Adaptive Estimation of Instantaneous Angular Speed for Wind Turbine Planetary Gearbox Fault Detection

Planetary gearbox faults are the leading causes of downtime in wind turbines (WTs). In recent years, numerous and various vibration-based approaches have been put forward for WT gearbox fault detection. In the vibration-based techniques, order tracking-based methods, which by identifying fault orders in gearbox drivetrains, are regarded as very promising and powerful techniques. In the currently available order tracking methods, auxiliary devices are required to accurately obtain the instantaneous angular speed (IAS) of drivetrain.

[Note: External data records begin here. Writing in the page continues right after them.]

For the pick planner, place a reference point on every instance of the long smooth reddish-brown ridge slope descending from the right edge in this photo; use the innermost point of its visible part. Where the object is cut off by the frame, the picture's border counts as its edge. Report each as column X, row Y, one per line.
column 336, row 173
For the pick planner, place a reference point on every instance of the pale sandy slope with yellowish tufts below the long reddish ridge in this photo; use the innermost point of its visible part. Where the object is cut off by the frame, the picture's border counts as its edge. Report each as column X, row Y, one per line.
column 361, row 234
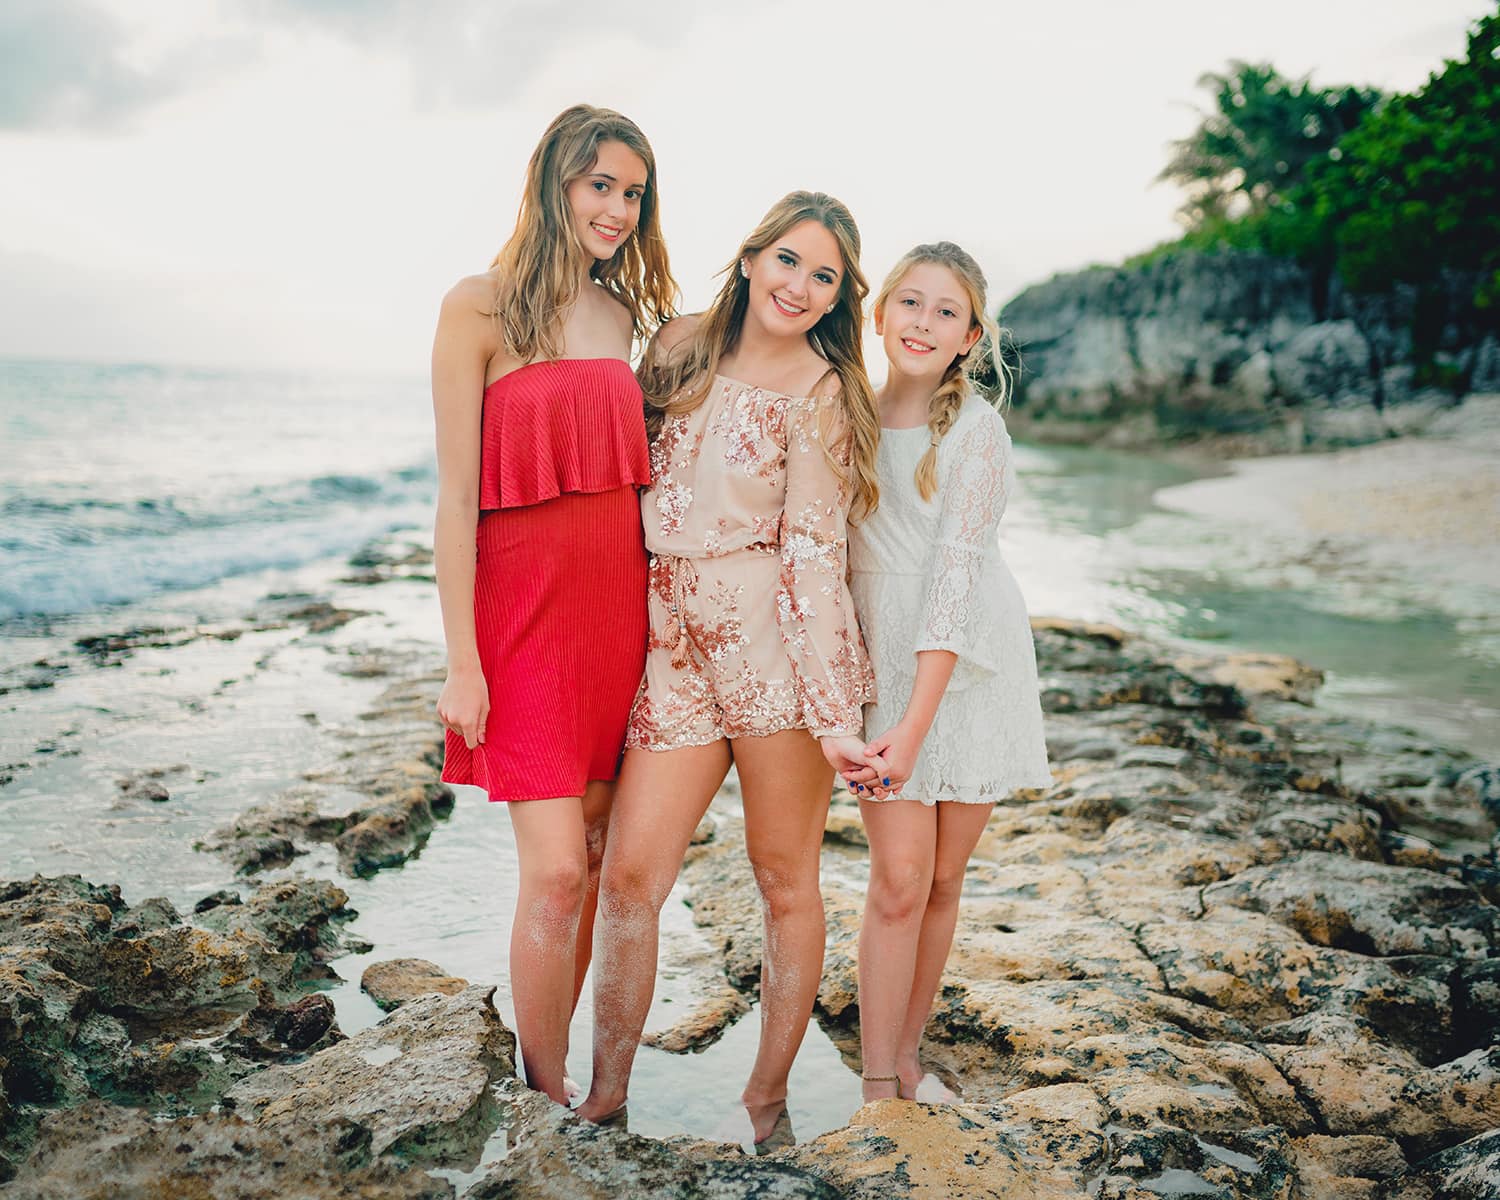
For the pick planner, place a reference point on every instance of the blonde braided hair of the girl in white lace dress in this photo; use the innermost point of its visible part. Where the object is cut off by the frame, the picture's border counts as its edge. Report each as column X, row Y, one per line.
column 983, row 368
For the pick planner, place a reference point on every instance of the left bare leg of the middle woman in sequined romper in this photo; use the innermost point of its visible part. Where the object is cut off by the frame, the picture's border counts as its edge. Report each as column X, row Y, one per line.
column 659, row 802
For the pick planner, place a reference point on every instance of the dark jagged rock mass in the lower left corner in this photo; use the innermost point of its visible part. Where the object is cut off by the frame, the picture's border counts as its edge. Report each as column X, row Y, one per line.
column 134, row 1004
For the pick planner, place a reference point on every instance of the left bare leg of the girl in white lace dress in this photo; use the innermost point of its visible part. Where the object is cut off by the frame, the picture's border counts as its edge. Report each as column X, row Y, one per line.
column 904, row 836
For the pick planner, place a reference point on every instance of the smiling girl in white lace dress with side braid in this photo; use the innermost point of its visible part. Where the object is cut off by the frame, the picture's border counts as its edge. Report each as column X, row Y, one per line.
column 958, row 716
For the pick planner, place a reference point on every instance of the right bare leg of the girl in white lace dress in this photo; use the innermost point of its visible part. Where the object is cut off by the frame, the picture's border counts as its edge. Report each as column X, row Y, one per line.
column 959, row 830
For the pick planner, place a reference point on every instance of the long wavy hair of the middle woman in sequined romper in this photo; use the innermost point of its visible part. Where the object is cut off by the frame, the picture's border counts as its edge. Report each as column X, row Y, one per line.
column 679, row 382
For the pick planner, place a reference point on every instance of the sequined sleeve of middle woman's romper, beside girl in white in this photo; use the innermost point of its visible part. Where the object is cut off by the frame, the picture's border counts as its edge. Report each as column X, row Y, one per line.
column 812, row 602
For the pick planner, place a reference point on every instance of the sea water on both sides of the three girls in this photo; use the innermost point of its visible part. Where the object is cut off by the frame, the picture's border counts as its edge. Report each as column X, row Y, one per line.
column 130, row 487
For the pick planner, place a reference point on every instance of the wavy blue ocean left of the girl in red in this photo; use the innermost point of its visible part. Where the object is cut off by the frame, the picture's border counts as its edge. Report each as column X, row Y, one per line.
column 121, row 484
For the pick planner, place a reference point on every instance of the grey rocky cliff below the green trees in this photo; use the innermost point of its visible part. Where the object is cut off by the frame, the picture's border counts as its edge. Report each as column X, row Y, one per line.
column 1252, row 352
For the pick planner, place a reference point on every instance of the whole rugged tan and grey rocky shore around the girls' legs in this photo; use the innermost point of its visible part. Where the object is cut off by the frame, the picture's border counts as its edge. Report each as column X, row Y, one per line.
column 1240, row 949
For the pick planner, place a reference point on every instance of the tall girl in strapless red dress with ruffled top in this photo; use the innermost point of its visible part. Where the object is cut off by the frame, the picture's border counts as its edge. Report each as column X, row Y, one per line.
column 541, row 565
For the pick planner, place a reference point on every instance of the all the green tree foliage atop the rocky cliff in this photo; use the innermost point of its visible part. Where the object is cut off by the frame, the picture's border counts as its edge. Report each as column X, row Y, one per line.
column 1408, row 194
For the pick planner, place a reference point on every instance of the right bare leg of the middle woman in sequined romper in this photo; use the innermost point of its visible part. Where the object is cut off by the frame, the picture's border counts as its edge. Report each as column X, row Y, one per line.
column 787, row 787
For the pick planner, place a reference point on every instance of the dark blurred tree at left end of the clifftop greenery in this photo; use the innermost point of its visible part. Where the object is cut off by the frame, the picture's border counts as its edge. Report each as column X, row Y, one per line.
column 1258, row 140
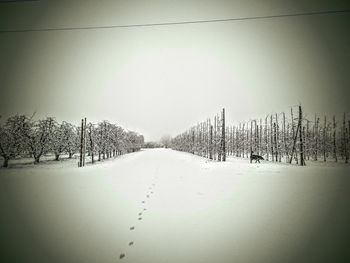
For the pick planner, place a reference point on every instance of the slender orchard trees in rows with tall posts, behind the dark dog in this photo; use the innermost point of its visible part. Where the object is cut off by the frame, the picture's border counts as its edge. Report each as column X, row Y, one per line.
column 278, row 137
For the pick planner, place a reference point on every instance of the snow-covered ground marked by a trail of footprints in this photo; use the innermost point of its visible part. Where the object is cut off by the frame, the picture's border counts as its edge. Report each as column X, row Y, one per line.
column 160, row 205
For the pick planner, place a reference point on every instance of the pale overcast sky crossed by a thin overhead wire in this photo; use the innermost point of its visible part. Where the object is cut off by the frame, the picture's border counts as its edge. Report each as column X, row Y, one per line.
column 161, row 80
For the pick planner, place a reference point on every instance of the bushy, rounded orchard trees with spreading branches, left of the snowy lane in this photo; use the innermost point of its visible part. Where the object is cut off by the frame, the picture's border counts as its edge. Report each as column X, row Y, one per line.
column 22, row 136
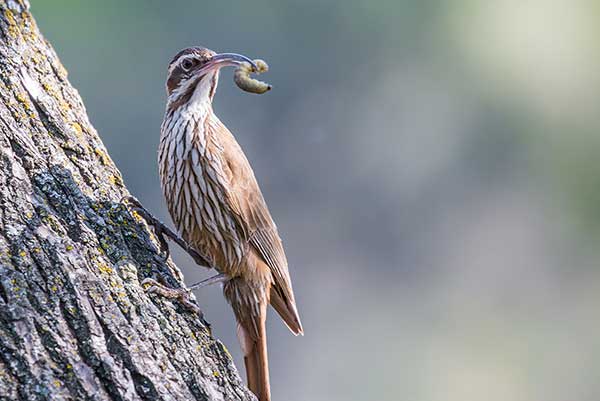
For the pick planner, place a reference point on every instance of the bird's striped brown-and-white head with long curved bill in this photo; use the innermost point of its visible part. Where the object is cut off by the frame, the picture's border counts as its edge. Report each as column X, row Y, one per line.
column 194, row 73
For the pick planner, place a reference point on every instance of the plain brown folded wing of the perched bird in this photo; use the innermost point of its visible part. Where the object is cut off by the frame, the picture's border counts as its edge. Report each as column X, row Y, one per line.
column 249, row 207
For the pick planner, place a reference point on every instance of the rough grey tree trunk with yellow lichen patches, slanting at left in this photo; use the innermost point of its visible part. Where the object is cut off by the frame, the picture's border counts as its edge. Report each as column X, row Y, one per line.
column 74, row 321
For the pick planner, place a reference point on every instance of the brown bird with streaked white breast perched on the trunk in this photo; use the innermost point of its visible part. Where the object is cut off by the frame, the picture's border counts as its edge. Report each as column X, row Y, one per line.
column 218, row 208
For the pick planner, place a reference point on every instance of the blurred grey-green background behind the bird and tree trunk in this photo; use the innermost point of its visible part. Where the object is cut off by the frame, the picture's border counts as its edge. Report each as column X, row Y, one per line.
column 432, row 166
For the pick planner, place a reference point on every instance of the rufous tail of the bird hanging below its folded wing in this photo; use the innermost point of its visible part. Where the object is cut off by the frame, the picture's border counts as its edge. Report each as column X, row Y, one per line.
column 254, row 348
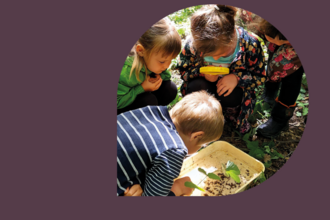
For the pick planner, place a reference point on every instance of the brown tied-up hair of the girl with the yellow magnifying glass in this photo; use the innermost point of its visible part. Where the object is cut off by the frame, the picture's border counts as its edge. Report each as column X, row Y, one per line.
column 213, row 26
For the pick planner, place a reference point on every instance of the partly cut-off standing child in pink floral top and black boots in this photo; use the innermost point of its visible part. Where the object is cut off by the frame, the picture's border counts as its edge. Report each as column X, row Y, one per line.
column 284, row 71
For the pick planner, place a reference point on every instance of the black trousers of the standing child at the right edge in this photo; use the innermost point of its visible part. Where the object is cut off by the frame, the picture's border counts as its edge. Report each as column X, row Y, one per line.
column 290, row 87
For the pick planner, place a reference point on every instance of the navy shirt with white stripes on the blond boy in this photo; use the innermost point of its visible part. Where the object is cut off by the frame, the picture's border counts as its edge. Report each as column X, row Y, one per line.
column 150, row 151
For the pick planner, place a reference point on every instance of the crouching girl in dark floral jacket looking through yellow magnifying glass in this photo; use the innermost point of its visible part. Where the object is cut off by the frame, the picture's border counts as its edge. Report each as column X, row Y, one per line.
column 216, row 41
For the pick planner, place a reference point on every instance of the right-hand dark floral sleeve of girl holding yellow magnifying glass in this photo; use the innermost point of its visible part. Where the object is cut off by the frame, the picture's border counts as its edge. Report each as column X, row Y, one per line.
column 250, row 70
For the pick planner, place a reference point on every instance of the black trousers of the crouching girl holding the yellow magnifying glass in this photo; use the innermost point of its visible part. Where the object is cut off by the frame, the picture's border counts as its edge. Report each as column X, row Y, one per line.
column 232, row 100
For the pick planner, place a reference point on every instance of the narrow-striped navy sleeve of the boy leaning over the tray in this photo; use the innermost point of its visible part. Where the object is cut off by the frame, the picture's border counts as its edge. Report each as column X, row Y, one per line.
column 166, row 167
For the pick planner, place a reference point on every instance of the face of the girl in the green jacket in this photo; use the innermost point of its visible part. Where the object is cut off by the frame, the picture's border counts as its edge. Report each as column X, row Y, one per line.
column 157, row 64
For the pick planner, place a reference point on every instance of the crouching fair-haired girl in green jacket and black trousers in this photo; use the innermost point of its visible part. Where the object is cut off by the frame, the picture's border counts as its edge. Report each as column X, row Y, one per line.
column 144, row 79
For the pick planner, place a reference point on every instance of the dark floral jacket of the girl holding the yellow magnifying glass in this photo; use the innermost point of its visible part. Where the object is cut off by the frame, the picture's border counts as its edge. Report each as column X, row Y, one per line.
column 248, row 66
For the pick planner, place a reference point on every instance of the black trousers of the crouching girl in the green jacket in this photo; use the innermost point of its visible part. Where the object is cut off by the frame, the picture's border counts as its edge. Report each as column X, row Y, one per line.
column 163, row 96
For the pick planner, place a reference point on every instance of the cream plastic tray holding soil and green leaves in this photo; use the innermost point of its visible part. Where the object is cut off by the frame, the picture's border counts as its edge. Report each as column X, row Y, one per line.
column 211, row 158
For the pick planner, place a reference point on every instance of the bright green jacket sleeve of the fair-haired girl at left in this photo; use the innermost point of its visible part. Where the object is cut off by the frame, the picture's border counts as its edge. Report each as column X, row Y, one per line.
column 128, row 88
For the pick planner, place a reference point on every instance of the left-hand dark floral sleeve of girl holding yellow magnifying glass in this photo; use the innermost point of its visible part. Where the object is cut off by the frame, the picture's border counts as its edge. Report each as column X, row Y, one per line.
column 189, row 64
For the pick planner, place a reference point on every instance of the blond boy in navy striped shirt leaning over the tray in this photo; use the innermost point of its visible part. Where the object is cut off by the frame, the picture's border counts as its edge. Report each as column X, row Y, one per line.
column 153, row 142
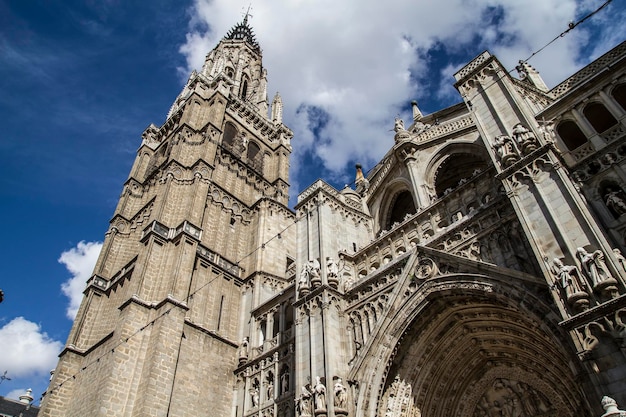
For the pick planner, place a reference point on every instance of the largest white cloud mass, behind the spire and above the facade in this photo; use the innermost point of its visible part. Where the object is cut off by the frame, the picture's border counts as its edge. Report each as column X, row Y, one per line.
column 353, row 58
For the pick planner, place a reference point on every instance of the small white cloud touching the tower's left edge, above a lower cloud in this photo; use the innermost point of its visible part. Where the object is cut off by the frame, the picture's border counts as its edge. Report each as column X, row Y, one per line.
column 80, row 262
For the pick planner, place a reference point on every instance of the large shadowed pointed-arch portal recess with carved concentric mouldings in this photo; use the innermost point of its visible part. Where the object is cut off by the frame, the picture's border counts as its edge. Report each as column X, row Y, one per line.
column 470, row 346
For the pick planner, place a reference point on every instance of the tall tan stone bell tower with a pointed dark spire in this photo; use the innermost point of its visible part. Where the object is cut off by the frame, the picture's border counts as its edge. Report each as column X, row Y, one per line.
column 188, row 252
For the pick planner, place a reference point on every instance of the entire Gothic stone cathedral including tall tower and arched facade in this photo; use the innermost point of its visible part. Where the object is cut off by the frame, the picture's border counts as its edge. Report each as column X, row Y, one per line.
column 476, row 270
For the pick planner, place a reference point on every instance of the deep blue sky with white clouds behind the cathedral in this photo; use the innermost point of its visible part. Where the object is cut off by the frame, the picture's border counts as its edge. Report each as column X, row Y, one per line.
column 80, row 81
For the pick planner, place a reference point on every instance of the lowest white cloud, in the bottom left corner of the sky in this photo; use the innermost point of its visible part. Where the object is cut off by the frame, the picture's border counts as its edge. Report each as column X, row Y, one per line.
column 26, row 350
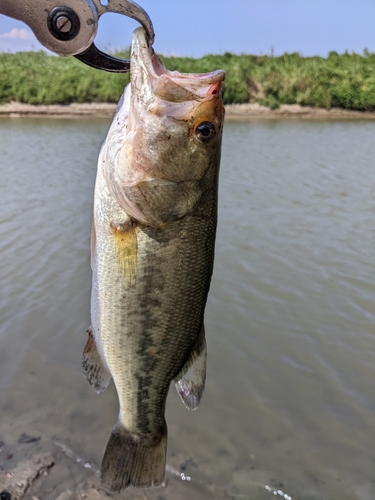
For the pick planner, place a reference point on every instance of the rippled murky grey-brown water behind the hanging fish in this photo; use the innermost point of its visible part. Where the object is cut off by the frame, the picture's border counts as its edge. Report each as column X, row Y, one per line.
column 290, row 395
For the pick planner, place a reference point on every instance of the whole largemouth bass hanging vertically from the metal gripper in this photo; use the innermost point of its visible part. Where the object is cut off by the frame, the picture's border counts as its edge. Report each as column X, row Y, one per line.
column 152, row 255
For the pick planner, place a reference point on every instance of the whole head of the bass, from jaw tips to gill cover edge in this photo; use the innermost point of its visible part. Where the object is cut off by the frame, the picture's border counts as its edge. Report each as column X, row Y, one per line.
column 167, row 135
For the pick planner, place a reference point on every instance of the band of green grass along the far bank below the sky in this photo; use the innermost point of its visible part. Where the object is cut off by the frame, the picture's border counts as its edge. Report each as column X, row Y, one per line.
column 342, row 81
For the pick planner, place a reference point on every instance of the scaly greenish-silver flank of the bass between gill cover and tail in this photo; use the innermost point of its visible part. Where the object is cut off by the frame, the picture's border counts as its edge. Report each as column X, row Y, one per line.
column 163, row 312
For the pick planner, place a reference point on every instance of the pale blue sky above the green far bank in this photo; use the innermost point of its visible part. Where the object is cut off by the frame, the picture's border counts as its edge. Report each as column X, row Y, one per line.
column 198, row 27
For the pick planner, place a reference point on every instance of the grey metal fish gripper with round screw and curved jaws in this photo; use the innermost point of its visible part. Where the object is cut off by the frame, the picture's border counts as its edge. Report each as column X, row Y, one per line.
column 69, row 27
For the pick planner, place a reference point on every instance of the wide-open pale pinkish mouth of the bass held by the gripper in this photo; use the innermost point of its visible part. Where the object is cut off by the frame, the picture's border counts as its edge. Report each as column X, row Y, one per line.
column 153, row 80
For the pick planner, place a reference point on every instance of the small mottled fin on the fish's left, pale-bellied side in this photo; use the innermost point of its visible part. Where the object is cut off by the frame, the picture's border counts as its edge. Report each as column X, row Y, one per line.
column 97, row 375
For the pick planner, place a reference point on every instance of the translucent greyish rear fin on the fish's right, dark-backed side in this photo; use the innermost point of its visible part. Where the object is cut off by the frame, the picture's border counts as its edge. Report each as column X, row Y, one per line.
column 190, row 381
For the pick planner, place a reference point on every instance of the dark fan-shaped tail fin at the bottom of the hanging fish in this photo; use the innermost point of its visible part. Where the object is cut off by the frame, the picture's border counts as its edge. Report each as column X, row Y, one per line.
column 130, row 460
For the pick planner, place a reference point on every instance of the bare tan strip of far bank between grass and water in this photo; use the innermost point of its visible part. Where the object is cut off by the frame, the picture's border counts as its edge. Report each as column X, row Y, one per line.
column 250, row 111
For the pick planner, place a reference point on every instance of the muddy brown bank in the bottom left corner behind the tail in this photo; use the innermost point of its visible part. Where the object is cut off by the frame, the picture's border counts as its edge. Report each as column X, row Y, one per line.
column 48, row 465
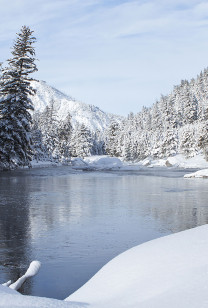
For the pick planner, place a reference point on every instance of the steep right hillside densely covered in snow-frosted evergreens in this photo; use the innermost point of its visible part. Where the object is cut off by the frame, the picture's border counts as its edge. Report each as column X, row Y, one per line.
column 176, row 124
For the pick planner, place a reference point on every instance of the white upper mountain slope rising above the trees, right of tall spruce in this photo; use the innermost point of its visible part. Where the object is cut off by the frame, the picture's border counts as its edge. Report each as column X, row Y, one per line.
column 89, row 115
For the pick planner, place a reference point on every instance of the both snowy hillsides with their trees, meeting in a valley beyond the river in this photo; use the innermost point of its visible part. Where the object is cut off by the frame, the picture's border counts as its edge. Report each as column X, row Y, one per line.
column 176, row 124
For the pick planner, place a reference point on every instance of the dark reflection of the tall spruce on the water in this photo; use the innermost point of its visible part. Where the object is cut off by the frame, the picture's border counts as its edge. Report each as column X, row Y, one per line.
column 14, row 227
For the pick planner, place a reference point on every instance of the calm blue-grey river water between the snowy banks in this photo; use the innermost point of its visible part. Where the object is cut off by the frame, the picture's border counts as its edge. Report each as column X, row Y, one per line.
column 75, row 221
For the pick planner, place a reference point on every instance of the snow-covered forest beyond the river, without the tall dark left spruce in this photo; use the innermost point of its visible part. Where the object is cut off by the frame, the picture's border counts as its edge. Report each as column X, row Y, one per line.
column 177, row 123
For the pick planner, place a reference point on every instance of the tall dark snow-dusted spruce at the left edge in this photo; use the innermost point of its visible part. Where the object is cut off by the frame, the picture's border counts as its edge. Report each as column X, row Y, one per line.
column 15, row 104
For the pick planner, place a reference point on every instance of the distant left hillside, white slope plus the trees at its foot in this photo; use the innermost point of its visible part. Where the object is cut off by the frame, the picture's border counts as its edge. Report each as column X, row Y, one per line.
column 63, row 127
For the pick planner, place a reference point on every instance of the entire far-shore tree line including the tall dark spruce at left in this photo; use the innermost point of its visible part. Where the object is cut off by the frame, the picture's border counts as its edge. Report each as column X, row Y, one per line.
column 177, row 123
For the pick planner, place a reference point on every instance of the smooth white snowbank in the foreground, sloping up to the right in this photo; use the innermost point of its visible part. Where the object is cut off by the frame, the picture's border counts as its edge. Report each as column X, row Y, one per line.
column 168, row 272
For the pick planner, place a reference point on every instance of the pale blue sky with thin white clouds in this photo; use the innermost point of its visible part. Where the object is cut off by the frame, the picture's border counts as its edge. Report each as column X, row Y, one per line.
column 118, row 55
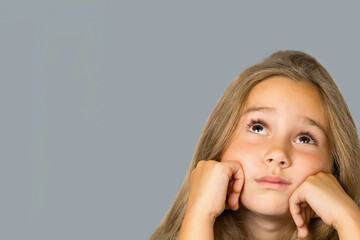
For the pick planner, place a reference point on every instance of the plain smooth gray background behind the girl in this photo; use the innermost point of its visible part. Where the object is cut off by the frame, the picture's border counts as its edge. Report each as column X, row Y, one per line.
column 102, row 103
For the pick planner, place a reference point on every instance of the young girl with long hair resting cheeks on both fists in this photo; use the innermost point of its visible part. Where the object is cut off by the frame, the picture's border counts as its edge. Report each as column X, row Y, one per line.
column 277, row 159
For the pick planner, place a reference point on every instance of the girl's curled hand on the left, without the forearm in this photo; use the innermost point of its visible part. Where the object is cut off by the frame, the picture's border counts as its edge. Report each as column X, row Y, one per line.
column 214, row 186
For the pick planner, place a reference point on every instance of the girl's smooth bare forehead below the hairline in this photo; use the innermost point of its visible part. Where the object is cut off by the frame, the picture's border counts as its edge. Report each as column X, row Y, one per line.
column 281, row 95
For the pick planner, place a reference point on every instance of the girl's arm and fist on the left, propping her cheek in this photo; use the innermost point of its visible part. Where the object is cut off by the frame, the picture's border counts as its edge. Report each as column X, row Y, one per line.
column 210, row 183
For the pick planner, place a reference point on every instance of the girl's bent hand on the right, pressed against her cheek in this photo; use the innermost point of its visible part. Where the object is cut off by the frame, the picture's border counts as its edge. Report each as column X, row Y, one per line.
column 321, row 196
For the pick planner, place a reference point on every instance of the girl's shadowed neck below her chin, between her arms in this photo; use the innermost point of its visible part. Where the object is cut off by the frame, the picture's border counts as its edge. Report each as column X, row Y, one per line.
column 259, row 226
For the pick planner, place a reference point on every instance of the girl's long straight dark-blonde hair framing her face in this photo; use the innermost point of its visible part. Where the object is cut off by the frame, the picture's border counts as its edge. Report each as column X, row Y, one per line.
column 223, row 121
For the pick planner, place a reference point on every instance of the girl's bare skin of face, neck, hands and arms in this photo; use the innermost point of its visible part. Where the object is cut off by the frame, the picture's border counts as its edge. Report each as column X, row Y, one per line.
column 281, row 134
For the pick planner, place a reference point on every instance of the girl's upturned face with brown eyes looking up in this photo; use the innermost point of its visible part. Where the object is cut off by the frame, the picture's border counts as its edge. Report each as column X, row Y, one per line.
column 280, row 140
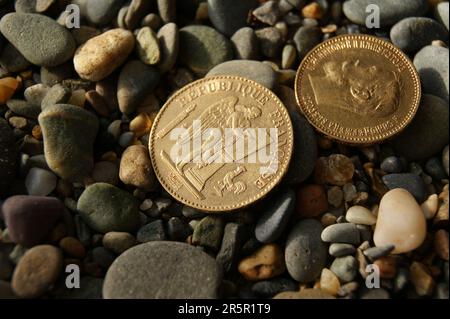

To tackle this problem, instantaneous angular speed estimation from vibration signals has been studied and some tacho-less order tracking (TLOT) approaches have been developed. However, many vital parameters for IAS estimation in the currently available TLOT algorithms need to be manually selected, which raise the question of user-friendliness, even result in a false diagnosis. As mentioned earlier, aiming at the shortcomings, a novel TLOT method based on adaptive IAS estimation is proposed for WT planetary gearbox fault diagnosis. In the proposed method, the nonlinear mode decomposition (NMD) method is improved, and its computational burden is reduced. And, the tachometer information of the drivetrain is adaptively extracted by the improved NMD method from generator vibration signal for gearbox vibration signal resampling. A field test is conducted, and the vibration signal of WT planetary gearbox with the compound fault is used for further investigation. The experimental validation results demonstrate that the planetary gearbox compound fault can be successfully detected, and the proposed method outperforms the traditional method based on generalized demodulation.